営業・販売職は、外向的・社交的な人間にふさわしいと思われがちだ。
逆に「内気な人はセールスには向かない」と考えられている。
しかし、トップセールスには、内気な内向的人間が多いという。
内気な人に特有の様々の長所を生かして、
(1)考えるセールス
(2)役立ちセールス
(3)コンサルティングセールス
を身につければ、必ず成功できると著者は主張する。
現在(1999年初版当時)、会社に入り、営業・販売の仕事に配属される者は、
新卒者の2/3になるという。営業のノウハウは、社会人にとって
必須となりつつあるようだ。
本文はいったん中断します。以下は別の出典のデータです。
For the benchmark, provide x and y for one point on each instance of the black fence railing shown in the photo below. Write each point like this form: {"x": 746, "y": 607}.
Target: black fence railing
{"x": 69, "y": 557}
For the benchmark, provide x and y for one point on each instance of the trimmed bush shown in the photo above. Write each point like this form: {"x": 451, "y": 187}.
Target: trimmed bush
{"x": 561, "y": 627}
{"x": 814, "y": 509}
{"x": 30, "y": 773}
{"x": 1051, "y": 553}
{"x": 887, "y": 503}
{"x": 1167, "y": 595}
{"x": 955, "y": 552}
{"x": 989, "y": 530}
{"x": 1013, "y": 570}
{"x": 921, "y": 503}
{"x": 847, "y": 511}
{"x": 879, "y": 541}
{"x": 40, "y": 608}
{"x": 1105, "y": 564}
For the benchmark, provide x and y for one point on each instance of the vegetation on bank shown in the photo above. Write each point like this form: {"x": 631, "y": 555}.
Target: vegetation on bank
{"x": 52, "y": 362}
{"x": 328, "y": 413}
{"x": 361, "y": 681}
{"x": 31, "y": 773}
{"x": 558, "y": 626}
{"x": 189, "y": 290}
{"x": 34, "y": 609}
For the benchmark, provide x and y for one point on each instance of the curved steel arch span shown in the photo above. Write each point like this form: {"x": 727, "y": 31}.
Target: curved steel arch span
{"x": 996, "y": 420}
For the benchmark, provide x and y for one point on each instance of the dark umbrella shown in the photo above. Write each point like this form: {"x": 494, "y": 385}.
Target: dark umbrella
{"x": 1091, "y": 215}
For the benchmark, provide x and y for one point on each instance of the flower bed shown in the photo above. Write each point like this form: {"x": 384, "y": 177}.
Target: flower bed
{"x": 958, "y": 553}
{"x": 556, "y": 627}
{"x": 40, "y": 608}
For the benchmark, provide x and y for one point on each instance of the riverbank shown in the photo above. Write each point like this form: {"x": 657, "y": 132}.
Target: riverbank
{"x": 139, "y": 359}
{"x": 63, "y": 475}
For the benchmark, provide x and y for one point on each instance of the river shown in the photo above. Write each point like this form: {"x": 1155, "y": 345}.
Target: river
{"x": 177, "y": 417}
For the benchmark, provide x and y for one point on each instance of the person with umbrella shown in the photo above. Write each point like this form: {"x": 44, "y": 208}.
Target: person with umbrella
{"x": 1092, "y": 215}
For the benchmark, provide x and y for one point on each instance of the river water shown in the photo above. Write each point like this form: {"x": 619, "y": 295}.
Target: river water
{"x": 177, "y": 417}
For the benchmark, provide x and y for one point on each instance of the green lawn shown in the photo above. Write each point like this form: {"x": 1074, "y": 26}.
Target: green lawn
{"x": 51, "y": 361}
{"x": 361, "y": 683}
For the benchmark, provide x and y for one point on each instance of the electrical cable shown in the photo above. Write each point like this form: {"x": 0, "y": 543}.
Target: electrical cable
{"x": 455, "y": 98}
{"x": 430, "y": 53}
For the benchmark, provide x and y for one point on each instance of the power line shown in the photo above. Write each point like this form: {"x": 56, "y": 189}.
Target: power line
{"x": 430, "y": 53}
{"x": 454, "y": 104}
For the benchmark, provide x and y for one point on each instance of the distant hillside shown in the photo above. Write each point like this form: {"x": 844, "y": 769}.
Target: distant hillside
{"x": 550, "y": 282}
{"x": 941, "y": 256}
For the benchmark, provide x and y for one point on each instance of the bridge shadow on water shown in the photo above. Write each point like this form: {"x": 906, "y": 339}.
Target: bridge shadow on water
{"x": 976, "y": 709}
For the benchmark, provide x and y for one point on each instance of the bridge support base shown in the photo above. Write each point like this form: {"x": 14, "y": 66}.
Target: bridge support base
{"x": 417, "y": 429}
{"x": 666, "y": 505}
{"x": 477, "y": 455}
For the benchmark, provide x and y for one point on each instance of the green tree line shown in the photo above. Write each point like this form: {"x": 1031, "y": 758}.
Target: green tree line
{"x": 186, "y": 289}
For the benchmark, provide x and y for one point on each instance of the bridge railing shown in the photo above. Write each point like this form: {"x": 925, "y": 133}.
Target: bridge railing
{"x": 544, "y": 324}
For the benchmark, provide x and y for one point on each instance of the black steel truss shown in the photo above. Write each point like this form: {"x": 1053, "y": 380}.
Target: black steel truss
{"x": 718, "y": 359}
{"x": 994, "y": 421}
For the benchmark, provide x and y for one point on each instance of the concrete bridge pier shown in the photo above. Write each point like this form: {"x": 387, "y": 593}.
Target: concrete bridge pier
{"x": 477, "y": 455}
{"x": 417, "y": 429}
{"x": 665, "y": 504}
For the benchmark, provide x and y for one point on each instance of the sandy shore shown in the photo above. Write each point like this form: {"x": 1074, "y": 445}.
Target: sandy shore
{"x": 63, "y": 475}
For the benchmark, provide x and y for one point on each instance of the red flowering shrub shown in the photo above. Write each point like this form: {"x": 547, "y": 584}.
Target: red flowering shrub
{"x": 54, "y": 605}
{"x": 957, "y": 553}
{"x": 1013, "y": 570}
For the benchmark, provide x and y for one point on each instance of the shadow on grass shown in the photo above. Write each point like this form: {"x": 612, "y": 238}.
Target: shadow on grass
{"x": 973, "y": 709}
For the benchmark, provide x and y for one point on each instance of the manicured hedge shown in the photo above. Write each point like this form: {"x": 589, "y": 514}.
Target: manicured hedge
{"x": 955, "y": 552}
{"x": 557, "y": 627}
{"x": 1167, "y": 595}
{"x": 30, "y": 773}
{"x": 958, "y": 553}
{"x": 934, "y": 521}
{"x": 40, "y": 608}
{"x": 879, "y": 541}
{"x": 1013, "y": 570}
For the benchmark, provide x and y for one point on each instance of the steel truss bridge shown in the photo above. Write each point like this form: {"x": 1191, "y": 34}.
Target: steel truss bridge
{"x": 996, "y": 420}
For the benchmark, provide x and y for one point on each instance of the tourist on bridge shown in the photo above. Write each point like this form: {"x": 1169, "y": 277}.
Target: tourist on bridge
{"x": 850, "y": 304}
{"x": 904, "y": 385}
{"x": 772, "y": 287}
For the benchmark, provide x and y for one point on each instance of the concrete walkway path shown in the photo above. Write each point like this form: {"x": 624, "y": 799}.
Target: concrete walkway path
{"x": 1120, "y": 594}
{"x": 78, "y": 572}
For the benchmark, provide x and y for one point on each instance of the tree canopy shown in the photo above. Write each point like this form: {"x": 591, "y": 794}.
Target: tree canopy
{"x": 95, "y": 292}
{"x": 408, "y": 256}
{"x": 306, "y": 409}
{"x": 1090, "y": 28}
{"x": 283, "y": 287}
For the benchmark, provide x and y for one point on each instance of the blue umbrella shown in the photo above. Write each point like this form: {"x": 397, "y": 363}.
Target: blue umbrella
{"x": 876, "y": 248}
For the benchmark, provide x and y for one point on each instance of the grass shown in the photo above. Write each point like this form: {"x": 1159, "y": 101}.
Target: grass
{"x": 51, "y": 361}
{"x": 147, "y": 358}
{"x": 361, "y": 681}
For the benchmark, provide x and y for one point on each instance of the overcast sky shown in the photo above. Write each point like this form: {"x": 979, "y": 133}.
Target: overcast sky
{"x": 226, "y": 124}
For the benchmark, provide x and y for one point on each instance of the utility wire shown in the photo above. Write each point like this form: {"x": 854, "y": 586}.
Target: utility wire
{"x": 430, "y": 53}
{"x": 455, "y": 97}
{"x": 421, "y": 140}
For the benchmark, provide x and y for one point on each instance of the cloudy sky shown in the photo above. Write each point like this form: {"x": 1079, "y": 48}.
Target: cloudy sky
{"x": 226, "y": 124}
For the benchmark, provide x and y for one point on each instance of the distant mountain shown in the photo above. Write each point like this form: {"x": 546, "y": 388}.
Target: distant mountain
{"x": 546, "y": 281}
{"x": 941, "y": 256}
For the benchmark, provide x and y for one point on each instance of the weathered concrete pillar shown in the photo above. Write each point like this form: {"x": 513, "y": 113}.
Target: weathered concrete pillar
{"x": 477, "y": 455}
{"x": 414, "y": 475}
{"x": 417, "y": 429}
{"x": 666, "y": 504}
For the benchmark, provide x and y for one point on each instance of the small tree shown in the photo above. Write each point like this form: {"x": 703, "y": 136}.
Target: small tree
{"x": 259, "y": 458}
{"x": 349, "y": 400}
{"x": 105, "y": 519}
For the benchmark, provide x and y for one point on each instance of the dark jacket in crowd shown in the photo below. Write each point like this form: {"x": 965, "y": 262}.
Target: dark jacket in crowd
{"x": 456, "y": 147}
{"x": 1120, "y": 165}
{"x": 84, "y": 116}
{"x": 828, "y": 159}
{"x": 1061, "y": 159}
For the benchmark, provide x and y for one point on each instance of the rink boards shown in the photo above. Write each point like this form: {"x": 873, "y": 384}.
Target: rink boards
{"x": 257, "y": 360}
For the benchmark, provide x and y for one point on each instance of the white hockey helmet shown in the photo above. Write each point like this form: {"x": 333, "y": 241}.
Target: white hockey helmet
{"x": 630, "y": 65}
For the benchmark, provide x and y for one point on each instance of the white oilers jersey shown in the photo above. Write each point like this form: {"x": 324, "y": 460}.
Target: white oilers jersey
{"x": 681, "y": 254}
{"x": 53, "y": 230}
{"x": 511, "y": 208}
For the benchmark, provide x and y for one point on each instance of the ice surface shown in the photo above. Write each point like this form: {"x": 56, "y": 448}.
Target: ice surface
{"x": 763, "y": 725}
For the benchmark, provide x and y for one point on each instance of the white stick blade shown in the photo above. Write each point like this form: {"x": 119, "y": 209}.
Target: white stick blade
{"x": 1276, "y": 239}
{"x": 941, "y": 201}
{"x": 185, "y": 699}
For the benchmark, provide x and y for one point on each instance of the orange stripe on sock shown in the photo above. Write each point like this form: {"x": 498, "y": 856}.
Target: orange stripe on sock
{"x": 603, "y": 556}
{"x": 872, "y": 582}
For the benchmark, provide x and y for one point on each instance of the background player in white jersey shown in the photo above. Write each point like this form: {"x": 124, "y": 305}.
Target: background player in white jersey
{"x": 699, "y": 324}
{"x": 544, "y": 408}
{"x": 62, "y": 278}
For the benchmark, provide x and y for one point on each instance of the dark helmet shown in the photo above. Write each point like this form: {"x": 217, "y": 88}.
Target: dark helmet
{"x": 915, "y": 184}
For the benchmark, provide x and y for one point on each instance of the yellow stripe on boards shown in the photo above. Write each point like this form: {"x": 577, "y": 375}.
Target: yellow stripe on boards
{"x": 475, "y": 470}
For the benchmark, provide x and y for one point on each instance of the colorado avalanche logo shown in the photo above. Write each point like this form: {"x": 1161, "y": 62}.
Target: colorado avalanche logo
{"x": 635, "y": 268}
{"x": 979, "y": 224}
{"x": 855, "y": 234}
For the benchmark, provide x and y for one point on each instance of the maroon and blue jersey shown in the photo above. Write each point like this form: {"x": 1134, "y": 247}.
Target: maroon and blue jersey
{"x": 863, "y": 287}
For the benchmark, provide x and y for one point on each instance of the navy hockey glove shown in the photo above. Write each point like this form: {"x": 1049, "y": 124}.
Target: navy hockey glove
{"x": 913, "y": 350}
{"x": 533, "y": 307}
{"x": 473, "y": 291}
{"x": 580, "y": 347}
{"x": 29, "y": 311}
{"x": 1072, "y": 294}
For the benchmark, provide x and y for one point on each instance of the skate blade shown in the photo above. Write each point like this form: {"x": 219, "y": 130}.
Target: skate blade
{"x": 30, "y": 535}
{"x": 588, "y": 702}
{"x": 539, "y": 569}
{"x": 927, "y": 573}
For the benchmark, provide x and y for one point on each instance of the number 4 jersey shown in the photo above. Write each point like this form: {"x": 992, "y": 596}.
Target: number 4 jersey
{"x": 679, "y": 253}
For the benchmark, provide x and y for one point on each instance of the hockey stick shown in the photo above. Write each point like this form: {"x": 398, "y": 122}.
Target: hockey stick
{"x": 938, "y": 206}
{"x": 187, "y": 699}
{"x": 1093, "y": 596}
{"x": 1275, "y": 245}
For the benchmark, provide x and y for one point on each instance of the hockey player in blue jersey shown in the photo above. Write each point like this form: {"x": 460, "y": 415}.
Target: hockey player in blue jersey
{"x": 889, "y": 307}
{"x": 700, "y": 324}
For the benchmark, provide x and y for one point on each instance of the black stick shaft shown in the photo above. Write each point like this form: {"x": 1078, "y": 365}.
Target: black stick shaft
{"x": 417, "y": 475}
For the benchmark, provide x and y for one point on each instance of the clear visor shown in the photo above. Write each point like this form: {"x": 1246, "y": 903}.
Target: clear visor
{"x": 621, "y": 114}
営業に苦手意識を感じている方に、
この本はよい指針を出してくれるだろう。
ノウハウの一例を紹介したい。
文系出身の身でありながらエレクトロニクス部品のセールスでトップの
実績をあげつつあるK氏(30代)は、初めのうちは電器部品のことは
チンプンカンプンで、何度も辞めようと考えたそうだ。けれども、
30代に入ってから一念発起して電気の専門学校の夜学に通い、
勉強を始めた。むろん、夜の付き合いもある仕事ゆえ、あまり通えなかった
そうだが、「分からないことがあると先生に聞くことができるようになったので、
とても役立っています」と言っておられた。そうか、その手もあるな、と私は感心した。
(中略)大体、百問百答ぐらいのマニュアルを作れば、
ある程度はうまくいく。しかし「その分野の基礎知識」が乏しいと、
ちょっと想定外の質問をされるとお手あげになってしまう。
だからまず中学、高校の教科書を再読し、理工学部で用いるその分野の
本ぐらいは読む必要がある。
(中略)そしてもう一度言うが、私たち内向型人間は研究熱心だし
調査好き。この特性を活かして今の自社製(商)品、業界商品に
ついて徹底的に商品知識を培っていくなら、必ずやトップセールスの
仲間入りができるはずだ。(pp.55-58)
「百問百答のマニュアル」はよい台詞だと思う。
私の今の仕事でも、新人が訊く質問は
100問くらいあるのではないかと思うからだ。
現在新人に読ませている研修マニュアルでは、
30くらいしか答えを出せていないように思う。